CERAWeek: Asia to dominate growing energy demand

Paula Dittrick
OGJ Senior Staff Writer

HOUSTON, Mar. 9 -- Energy demand is shifting from the developed world to the developing world, and Asia is expected to account for much of the growing demand during the next 20 years, speakers told CERAWeek attendees on Mar. 8.

IHS Inc. Chief Economist Nariman Behravesh said, “On the demand side, it’s China, China, China. And, it could be India eventually.”

Panelists speaking at CERAWeek, hosted by IHS Cambridge Energy Research Associates, also see changing energy supply patterns.

James Burkhard, IHS CERA managing director for global oil, expects oil demand will be relatively flat for member countries of the Organization for Economic Cooperation and Development while he foresees rising oil demand among non-OECD members.

OECD oil demand likely peaked in 2005, he said. Burkhard expects oil production capacity will become more concentrated in 15 countries, including Africa, the Middle East, Canada, and Brazil. The US is not among the 15, he said.

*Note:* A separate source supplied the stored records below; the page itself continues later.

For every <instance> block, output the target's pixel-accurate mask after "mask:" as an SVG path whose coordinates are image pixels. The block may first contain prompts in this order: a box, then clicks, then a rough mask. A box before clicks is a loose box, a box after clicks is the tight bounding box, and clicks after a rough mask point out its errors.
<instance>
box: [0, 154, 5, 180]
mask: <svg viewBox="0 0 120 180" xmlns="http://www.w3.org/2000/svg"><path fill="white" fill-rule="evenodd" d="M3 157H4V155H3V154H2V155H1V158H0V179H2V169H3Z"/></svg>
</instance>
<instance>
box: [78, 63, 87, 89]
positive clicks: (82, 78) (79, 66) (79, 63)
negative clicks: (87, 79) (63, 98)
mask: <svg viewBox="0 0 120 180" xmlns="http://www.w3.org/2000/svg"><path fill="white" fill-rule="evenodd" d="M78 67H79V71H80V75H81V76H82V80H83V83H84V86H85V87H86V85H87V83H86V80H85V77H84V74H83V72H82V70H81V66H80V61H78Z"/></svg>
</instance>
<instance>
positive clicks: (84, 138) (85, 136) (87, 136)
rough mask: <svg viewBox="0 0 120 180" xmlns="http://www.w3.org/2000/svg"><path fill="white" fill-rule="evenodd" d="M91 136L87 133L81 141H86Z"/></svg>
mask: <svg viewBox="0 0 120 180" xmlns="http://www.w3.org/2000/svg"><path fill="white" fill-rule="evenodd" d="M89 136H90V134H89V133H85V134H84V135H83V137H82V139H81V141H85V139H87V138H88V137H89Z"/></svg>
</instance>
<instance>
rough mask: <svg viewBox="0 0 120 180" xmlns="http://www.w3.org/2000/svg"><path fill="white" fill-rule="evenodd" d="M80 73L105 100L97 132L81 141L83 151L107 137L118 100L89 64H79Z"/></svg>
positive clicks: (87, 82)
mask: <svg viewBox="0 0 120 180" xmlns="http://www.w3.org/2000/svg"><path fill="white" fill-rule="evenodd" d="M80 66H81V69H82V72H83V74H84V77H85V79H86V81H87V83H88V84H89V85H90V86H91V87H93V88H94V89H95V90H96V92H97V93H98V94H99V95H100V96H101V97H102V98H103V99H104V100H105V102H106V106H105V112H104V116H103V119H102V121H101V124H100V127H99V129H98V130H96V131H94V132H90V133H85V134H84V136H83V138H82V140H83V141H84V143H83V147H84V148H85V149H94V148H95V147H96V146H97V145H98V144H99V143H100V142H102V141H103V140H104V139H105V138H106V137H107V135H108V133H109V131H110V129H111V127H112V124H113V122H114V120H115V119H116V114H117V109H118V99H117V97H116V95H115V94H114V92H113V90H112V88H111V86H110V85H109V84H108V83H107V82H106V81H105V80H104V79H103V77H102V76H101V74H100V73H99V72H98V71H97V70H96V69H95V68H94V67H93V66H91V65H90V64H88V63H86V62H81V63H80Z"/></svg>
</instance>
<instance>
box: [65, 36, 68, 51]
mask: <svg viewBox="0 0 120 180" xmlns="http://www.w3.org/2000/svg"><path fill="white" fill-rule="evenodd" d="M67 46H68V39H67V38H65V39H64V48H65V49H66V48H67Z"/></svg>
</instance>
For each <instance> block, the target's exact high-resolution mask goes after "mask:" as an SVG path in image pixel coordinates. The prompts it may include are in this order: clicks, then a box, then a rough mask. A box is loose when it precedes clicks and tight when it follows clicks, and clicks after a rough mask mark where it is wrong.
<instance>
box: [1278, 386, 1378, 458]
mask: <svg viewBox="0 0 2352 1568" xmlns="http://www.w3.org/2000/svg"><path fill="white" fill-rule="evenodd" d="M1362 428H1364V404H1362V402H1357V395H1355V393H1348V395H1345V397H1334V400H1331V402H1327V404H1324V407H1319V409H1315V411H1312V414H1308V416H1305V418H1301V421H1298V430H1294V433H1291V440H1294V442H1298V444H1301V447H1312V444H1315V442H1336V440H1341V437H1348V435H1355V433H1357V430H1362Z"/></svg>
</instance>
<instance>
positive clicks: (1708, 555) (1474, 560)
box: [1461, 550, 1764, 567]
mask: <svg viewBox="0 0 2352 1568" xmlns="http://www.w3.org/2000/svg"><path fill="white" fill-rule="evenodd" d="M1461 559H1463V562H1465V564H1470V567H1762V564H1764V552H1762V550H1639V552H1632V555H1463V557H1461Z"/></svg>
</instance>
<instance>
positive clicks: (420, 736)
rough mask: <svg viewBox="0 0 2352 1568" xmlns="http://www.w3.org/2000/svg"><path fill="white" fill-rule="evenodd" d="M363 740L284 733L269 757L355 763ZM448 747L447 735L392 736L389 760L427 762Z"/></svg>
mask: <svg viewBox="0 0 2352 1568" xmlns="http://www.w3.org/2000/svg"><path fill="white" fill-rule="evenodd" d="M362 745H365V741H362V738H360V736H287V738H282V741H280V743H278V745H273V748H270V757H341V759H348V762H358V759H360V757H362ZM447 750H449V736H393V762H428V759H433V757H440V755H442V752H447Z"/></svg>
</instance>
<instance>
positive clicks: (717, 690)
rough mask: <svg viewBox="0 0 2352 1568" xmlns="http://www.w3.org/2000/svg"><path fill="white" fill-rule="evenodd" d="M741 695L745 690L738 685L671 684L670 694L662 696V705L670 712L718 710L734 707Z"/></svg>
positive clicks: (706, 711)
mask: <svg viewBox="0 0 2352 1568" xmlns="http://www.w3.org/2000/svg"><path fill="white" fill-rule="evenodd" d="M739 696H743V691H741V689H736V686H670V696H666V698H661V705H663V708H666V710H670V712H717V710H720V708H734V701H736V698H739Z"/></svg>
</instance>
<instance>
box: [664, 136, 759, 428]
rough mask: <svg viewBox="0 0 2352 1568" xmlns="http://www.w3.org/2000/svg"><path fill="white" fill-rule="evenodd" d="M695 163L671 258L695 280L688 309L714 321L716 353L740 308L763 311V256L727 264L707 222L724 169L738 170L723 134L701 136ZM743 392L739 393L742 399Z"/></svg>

Natural gas supply patterns also will be different in 2030 than today, said Rafael McDonald, IHS CERA associate director for LNG.

McDonald called Qatar “the undisputed location” for short-term global LNG trade. But Australia is likely to become a more important gas supplier in the medium term, given its recent progress in coalbed methane, Australia is working to add 15 bcfd of liquefaction capacity.

Shale gas holds immense potential, McDonald noted. Shale gas reserves exist worldwide with an estimated 150-year supply of at least 5 quadrillion cubic feet, he said.

In the US, unconventional gas accounted for 14% of 1990 gas production, but unconventional gas accounted for 50% of 2009 gas production, McDonald said.

Regarding Asian energy demand growth, McDonald said the region will account for 25-30% of world gas demand by 2030, up from 12% in 2009, McDonald said.

Robert Hormats, US undersecretary of state for economics, energy, and agricultural affairs, was among speakers talking about a “global redesign,” in which countries increasingly must work together to address climate change, energy supply and demand, and debt issues.

“We have the opportunity as policy makers and as business people in this generation to take advantage of historic opportunities resulting from changes in the global economy from the new global economic geography, if you will,” Hormats said. “Or we have the opportunity…to make some historic mistakes.”